Document typeRecommended approach
Uniform prose (articles, reports)Fixed-size 512t + 50t overlap
Technical docs with headersMarkdown/HTML structure-aware
PDFs with tablesunstructured extraction → table-as-unit
Long docs with heavy cross-referencesLate chunking or parent-child
Heterogeneous corpus, quality mattersSemantic chunking

Common Mistakes

  • No overlap on fixed-size chunks. Answers at boundaries get split; add 10-15% overlap.
  • Chunking tables. A half-table chunk is meaningless. Extract tables as atomic units.
  • Ignoring metadata. Chunks without provenance can't be filtered or cited.
  • One-size-fits-all. Different document types in the same corpus often need different strategies. Use doc_type metadata to route to different chunkers.

Key Facts

  • Default: 512 tokens, 50-token overlap; RecursiveCharacterTextSplitter tries paragraph→sentence→word
  • Semantic chunking: 5-10x slower at ingestion; better precision on long topic-varied documents
  • Tables must be extracted as atomic units — splitting a table across chunks destroys its meaning
  • Late chunking: embed entire document first, pool token embeddings per chunk; best for cross-reference-heavy docs (Jina AI, 2024)
  • Parent-child retrieval: child=200 tokens for matching precision, parent=2000 tokens returned to LLM
  • Metadata on every chunk: source, page, section, date — enables pre-filtering before vector search

Common Failure Cases

Answers split across chunk boundaries return incomplete responses
Why: fixed-size chunking with no overlap cuts mid-sentence; the answer spans two consecutive chunks, neither of which retrieves correctly.
Detect: retrieval returns chunks that end or begin mid-thought; cosine scores are mediocre even for clearly relevant content.
Fix: add 50-token overlap (chunk_overlap=50); for table-dense content use structure-aware splitting instead.

Table rows return as incoherent half-tables
Why: character-based splitters don't understand table structure and cut across rows.
Detect: retrieved chunks contain malformed table syntax (orphan | characters, partial header rows).
Fix: extract tables as atomic units using unstructured; never apply recursive splitters to tabular content.

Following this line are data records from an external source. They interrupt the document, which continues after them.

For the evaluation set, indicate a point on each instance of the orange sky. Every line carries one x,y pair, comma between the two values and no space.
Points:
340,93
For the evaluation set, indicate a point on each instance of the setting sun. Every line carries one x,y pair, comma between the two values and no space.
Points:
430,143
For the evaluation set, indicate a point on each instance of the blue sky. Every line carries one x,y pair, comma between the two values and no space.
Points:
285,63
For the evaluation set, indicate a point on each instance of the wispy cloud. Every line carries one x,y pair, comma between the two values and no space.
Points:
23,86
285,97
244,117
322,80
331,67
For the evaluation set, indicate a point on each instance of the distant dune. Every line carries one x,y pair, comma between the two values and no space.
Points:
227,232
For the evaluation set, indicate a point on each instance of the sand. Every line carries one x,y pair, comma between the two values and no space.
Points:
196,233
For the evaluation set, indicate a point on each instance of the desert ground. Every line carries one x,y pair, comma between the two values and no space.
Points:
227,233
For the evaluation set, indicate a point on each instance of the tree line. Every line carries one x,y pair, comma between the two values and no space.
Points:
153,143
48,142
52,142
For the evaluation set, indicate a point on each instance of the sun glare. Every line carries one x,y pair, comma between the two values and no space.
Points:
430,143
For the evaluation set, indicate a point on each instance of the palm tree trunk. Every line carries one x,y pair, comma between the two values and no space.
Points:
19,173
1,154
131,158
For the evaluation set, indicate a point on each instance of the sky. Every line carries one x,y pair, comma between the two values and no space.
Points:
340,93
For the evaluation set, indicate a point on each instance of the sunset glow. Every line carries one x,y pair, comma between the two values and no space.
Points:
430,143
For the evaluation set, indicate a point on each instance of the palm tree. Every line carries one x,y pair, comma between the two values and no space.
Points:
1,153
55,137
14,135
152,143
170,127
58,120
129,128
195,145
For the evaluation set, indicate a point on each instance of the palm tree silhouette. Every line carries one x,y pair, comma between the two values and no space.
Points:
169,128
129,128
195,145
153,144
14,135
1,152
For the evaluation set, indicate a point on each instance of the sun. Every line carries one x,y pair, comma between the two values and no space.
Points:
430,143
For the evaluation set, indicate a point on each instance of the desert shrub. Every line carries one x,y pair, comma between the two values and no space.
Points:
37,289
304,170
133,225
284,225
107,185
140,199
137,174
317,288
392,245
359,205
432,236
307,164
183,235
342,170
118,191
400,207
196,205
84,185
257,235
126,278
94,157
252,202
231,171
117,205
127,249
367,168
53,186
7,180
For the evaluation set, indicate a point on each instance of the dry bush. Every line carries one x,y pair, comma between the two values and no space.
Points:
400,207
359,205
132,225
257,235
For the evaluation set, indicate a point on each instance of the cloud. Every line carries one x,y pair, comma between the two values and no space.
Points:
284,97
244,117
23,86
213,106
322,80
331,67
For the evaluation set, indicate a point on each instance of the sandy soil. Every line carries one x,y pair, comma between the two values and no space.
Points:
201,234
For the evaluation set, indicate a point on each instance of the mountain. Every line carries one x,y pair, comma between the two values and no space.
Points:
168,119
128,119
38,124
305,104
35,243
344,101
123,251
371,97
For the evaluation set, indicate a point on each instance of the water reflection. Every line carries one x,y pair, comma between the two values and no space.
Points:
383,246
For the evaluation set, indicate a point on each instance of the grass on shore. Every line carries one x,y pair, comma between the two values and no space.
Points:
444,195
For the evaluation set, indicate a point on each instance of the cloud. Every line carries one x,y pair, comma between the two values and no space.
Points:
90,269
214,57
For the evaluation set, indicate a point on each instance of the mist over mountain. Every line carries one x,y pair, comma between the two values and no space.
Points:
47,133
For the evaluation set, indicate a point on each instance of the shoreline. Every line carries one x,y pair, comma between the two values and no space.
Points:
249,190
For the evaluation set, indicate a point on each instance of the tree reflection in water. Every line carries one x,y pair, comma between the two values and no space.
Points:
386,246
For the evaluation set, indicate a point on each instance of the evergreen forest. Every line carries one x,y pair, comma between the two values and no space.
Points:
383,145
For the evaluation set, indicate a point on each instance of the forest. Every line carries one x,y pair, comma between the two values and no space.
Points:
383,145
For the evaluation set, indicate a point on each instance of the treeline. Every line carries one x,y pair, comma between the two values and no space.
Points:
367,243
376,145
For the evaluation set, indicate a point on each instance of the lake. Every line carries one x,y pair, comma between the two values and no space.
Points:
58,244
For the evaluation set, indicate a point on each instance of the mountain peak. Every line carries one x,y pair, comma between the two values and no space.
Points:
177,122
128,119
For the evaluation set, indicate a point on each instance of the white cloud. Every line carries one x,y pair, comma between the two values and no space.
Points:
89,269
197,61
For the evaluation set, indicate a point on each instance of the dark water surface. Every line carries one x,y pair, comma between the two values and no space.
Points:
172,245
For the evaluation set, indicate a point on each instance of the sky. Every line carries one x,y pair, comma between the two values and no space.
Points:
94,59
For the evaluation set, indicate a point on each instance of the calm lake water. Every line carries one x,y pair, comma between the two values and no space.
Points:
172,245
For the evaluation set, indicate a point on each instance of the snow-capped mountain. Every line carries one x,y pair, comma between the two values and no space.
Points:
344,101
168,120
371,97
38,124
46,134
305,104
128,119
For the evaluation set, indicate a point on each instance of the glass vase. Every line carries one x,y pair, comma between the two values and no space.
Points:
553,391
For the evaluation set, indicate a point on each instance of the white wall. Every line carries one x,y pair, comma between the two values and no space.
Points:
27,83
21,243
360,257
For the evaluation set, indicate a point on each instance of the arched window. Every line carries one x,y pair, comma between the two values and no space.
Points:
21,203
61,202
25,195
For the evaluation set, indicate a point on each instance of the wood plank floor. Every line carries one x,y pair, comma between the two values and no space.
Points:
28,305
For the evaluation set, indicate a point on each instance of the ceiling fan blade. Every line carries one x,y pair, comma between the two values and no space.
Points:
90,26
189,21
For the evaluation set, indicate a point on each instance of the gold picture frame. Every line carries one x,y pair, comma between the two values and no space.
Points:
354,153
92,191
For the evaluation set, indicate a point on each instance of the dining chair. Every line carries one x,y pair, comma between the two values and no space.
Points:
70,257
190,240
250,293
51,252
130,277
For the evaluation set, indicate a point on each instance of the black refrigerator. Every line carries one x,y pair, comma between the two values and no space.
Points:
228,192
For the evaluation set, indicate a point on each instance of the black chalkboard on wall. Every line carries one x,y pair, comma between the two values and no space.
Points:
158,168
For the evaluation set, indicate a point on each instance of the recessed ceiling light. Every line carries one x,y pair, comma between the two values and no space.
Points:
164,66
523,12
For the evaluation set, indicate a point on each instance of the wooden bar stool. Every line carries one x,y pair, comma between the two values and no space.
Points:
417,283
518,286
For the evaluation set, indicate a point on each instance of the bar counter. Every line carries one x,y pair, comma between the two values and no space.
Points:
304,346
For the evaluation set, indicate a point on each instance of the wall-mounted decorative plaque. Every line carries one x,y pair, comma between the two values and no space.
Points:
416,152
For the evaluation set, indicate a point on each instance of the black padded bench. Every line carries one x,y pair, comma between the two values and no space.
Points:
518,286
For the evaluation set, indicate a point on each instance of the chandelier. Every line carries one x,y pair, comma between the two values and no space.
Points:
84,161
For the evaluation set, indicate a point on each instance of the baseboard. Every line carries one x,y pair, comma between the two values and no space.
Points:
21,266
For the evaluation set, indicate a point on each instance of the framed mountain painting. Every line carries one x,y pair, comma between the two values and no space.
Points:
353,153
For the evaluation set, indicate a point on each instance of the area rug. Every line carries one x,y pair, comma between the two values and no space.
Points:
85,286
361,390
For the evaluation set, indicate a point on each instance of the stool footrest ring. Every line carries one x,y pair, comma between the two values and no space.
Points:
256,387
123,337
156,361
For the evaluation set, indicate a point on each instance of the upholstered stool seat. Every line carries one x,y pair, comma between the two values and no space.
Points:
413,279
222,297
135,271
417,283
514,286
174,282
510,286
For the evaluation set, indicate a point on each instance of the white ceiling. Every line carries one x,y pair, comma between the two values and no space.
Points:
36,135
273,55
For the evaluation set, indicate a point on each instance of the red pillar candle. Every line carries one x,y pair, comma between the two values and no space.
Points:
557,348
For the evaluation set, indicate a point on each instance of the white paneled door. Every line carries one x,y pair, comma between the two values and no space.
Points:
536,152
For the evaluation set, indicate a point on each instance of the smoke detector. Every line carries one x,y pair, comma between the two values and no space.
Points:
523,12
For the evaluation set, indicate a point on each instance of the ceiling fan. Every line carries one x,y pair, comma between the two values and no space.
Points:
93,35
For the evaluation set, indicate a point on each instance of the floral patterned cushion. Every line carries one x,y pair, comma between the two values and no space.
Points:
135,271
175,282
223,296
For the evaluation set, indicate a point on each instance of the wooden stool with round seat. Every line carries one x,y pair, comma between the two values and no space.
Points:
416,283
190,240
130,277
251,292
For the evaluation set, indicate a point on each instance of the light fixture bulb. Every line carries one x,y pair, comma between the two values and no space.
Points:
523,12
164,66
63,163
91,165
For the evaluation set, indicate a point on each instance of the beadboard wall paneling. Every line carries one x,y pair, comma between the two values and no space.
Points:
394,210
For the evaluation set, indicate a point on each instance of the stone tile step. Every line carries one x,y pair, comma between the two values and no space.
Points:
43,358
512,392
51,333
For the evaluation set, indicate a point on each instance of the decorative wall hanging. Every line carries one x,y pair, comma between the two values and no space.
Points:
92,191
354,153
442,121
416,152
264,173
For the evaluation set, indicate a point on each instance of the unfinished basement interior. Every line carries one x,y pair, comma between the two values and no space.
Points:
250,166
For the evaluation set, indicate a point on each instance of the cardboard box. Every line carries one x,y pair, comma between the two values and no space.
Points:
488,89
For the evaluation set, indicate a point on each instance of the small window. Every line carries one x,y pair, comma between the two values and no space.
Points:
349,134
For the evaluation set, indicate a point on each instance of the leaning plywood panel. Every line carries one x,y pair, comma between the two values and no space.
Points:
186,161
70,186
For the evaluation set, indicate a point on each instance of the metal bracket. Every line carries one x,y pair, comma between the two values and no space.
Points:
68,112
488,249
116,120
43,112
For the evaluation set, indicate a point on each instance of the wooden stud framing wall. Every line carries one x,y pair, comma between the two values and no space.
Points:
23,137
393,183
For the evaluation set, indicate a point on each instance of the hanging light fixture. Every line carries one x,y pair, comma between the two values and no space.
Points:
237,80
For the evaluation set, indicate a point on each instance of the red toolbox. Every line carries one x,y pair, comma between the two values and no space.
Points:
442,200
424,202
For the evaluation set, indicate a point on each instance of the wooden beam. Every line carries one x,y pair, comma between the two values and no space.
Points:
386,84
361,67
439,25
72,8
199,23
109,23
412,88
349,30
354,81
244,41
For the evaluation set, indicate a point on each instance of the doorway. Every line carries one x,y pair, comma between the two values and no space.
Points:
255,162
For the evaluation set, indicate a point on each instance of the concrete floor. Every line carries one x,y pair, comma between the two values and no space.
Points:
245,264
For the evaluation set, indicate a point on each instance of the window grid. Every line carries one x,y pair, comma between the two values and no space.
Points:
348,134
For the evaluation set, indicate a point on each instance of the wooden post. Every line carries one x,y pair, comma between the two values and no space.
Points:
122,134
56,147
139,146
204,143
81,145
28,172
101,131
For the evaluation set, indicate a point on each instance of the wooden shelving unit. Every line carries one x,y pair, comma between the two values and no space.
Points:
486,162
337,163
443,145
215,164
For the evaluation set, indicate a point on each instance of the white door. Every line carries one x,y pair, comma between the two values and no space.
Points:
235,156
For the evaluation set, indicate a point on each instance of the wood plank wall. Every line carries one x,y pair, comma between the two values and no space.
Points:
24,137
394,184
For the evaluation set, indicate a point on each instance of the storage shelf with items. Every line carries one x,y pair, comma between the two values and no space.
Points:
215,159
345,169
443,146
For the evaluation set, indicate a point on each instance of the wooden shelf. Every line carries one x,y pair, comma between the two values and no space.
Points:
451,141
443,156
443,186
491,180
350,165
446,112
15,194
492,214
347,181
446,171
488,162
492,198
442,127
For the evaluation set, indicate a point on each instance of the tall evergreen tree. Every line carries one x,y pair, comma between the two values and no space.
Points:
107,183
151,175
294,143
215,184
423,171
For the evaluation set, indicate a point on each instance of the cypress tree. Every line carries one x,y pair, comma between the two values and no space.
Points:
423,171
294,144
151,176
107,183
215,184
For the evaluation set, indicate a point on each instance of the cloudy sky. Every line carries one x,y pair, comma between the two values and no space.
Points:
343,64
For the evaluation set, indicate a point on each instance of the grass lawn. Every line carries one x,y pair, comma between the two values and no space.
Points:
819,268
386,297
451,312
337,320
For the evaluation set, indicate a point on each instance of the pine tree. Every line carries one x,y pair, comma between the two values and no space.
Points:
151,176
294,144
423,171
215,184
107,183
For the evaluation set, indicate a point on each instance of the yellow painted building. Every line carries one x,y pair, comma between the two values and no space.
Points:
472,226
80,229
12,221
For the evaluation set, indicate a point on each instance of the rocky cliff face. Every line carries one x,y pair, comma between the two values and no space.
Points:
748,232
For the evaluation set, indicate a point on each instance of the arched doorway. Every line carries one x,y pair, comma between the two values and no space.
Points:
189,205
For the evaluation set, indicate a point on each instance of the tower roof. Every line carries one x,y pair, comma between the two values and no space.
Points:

Semantic chunker is 5-10x slower than expected at ingestion
Why: semantic chunking embeds every sentence via an API call; large documents trigger hundreds of calls.
Detect: ingestion pipeline takes >10 minutes per 100-page document; embedding API spend spikes.
Fix: use async batching for sentence embeddings; consider fixed-size chunking for documents where topic uniformity is high.

Chunks from different doc types mixed in the same index, collapsing precision
Why: a financial report and a user manual land in the same vector space; queries retrieve across doc types indiscriminately.
Detect: retrieval returns seemingly unrelated documents; RAGAS context precision drops below 0.60.
Fix: add doc_type metadata to every chunk and use pre-filtering in the vector store query.

Late chunking fails for documents longer than the embedding model's context
Why: models like jina-embeddings-v3 have a max input length; documents beyond it are silently truncated.
Detect: chunks near the end of long documents have identical embeddings to mid-document chunks (truncation artifact).
Fix: split very long documents into sections before applying late chunking; apply late chunking within each section.

Connections

Open Questions

  • Is 512 tokens still the right default as embedding model context windows extend to 8K+ tokens?
  • How does semantic chunking quality hold up for domain-specific technical documents vs general prose?
  • Does late chunking's document-level context benefit scale to very long documents (books, full codebases)?